Adding the rest of the smoked salmon to the adult portions ensures that the baby portion isn’t too salty, and the adult portions’ become adequately seasoned. I like to add the raw leek as it provides a fresh taste as well as a contrasting texture from the smooth creaminess of the risotto.

Risotto is excellent baby food as it is so versatile: you can feed it in a variety of ways. For baby led weaning you could simply squash the peas and pop this, once cooled a little on a plate/highchair tray (messy but effective). You can also wait for the risotto to cool, mash the peas and roll it into balls the size of a walnut. These can be coated in parmesan and bread crumbs and lightly fried to create finger food. Finally you can pop it all in a blender and puree to you required consistency. This is what I have done today as when Will isn’t well he prefers to be fed by me.

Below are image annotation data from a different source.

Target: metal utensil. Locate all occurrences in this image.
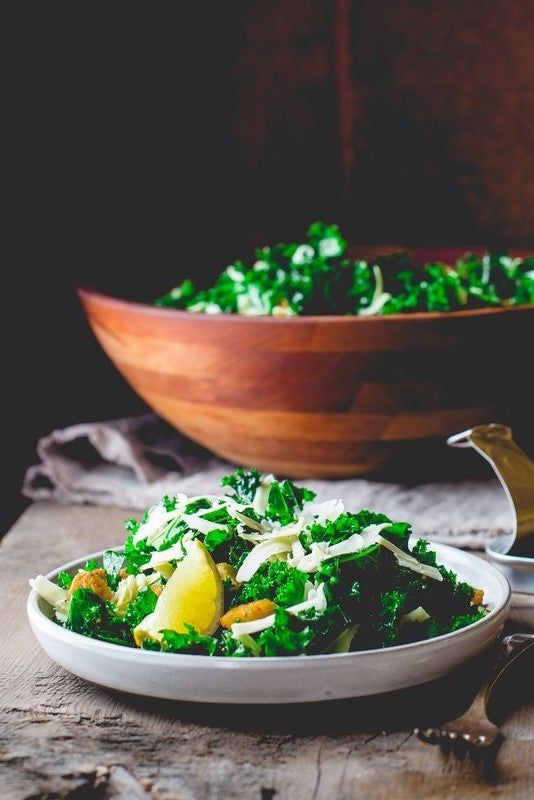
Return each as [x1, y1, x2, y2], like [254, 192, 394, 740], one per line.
[447, 423, 534, 570]
[414, 633, 534, 757]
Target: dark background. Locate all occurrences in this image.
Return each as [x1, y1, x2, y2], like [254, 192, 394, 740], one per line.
[5, 0, 534, 533]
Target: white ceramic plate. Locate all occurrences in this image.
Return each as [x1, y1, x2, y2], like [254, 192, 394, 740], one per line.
[27, 543, 511, 703]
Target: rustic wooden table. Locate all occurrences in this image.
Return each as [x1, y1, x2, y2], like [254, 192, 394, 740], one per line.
[0, 502, 534, 800]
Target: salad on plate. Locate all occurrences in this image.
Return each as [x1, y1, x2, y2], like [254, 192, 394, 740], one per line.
[30, 468, 488, 658]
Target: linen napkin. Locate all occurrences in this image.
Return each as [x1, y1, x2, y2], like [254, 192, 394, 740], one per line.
[22, 413, 513, 550]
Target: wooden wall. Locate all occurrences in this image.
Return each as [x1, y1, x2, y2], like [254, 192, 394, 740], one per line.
[3, 0, 534, 524]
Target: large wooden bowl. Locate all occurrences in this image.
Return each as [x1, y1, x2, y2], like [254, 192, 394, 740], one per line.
[77, 251, 534, 478]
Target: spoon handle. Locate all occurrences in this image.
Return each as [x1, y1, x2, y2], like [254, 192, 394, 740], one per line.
[447, 422, 534, 557]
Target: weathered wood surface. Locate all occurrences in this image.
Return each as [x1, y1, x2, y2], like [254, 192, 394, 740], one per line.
[0, 503, 534, 800]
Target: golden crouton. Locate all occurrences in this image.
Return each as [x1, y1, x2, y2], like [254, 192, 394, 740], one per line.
[220, 598, 276, 630]
[67, 569, 111, 600]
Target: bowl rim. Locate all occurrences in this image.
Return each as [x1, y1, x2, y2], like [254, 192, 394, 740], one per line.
[75, 284, 534, 326]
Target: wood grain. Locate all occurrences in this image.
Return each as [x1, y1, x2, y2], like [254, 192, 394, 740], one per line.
[78, 278, 534, 478]
[0, 503, 534, 800]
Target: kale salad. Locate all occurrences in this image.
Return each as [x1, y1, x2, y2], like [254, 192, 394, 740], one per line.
[30, 468, 487, 657]
[153, 222, 534, 317]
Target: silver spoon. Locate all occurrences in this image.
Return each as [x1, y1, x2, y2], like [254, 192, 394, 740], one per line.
[447, 422, 534, 569]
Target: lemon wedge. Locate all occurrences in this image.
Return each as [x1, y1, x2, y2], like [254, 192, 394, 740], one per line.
[133, 539, 223, 647]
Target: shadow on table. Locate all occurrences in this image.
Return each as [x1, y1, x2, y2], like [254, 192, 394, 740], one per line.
[104, 650, 534, 737]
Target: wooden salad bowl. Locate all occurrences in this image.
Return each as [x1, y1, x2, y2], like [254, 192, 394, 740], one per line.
[77, 250, 534, 478]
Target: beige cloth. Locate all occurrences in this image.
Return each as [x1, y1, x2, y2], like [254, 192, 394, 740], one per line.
[22, 414, 513, 549]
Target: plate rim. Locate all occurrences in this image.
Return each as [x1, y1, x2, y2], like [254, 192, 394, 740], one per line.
[26, 536, 512, 670]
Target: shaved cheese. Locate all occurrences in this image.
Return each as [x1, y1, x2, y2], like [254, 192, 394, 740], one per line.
[139, 536, 186, 572]
[252, 475, 274, 515]
[300, 499, 345, 525]
[232, 508, 271, 538]
[358, 264, 391, 316]
[235, 537, 291, 583]
[132, 494, 188, 544]
[378, 536, 443, 581]
[401, 606, 430, 622]
[182, 508, 227, 533]
[29, 575, 67, 606]
[288, 522, 391, 572]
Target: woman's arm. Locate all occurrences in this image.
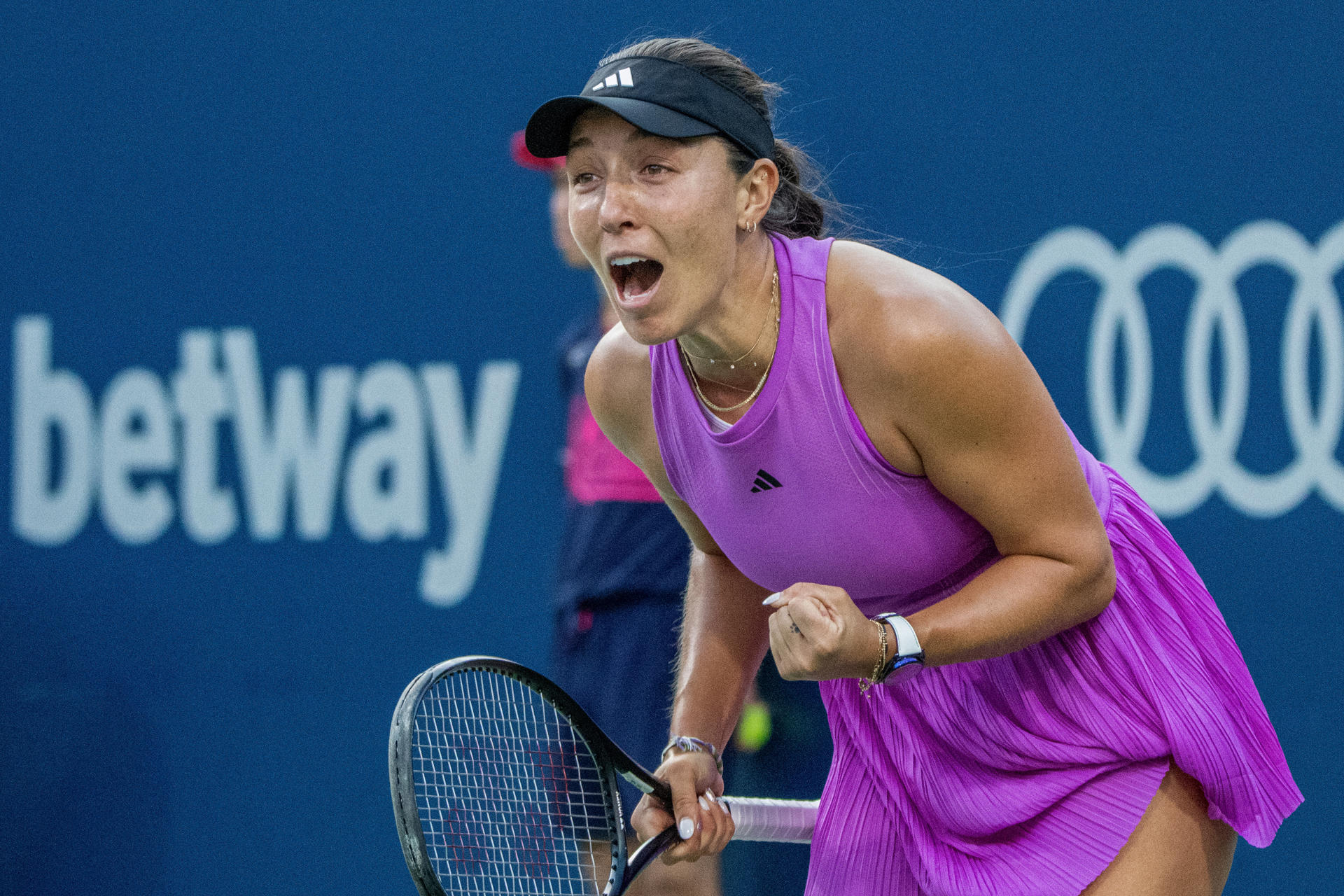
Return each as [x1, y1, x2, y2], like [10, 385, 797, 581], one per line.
[827, 243, 1116, 665]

What are your favourite comfort foods? I’d love to know!

 

 

Too Hot for Porridge

IMG_5879.JPGHas anyone mentioned that its been rather warm in Britain this week? Pre- motherhood I could never understand people that would sit, fanning themselves in a vastly over the top fashion, moaning about heatwaves (summer, I think they call it in most places, but that’s not nearly dramatic enough for us Brits)! I live in Wales and despite what my husband says; it rains here, a lot! So for me the odd warm day came as a lovely surprise, and it didn’t matter if the bedroom was a bit warm, or the butter had melted over the kitchen worktop because I could sleep the next night, and I would have plenty of time to clean up the butter pool. Post- motherhood however, my feelings towards these balmy  roasting days has changed! I couldn’t begin to tell you how many times in the last 72 hours I have googled ‘how to cool a baby down without air conditioning’. We have dunked poor Will in bowls of water, he’s hasn’t worn clothes for days (brilliant for my washing pile) and my husband and I have been taking it in turns to stand by the chest freezer with the lid open. But the facts remain the same; its hot, and its totally out of my control!

One thing I can control though is food, or more accurately, breakfast. We usually have porridge as its filling, suitable for everyone, quick to make and cheap. A perfect meal in my humble opinion, but not at all summery. So I set to work creating a recipe for overnight oats that would be suitable for Will as well as us adults. Its hardly a recipe, more a combining of a few ingredients, but the key to making this baby friendly is simply to make it a little more milky than usual, and to use fruit that is pureed rather than whole berries. The quantity below is for 1 portion for a baby (although it obviously depends on how much of an appetite your little one has). My husband and I had double the amounts written with 20ml less milk to make it less liquid.

Ingredients

  • 2 inches of banana, mashed
  • 2 level desert spoons of porridge oats
  • 50ml of fruit puree, I used blueberry and cherry
  • 50ml milk (almond milk, cow’s milk and soya milk are all lovely)
  • pinch of cinnamon (or a few seeds from a vanilla pod)

Method

  • Mash banana and add to the base of a small jar
  • Add the porridge oats and the cinnamon
  • Add the fruit puree
  • Top with milk and close jar
  • Leave in the fridge overnight and enjoy the next morning

You can stir it together before serving but I don’t as Will responds really well to having different tastes and textures throughout a meal. For younger babies, blend the porridge oats until you get your desired texture before adding to your jar; I use a milling blade on a Nutribullet.

So there we are, porridge with a summer makeover! What are your favourite overnight oat flavour combinations? And if anyone out there does have any tips for making heatwaves with babies more tolerable I’d love to hear them!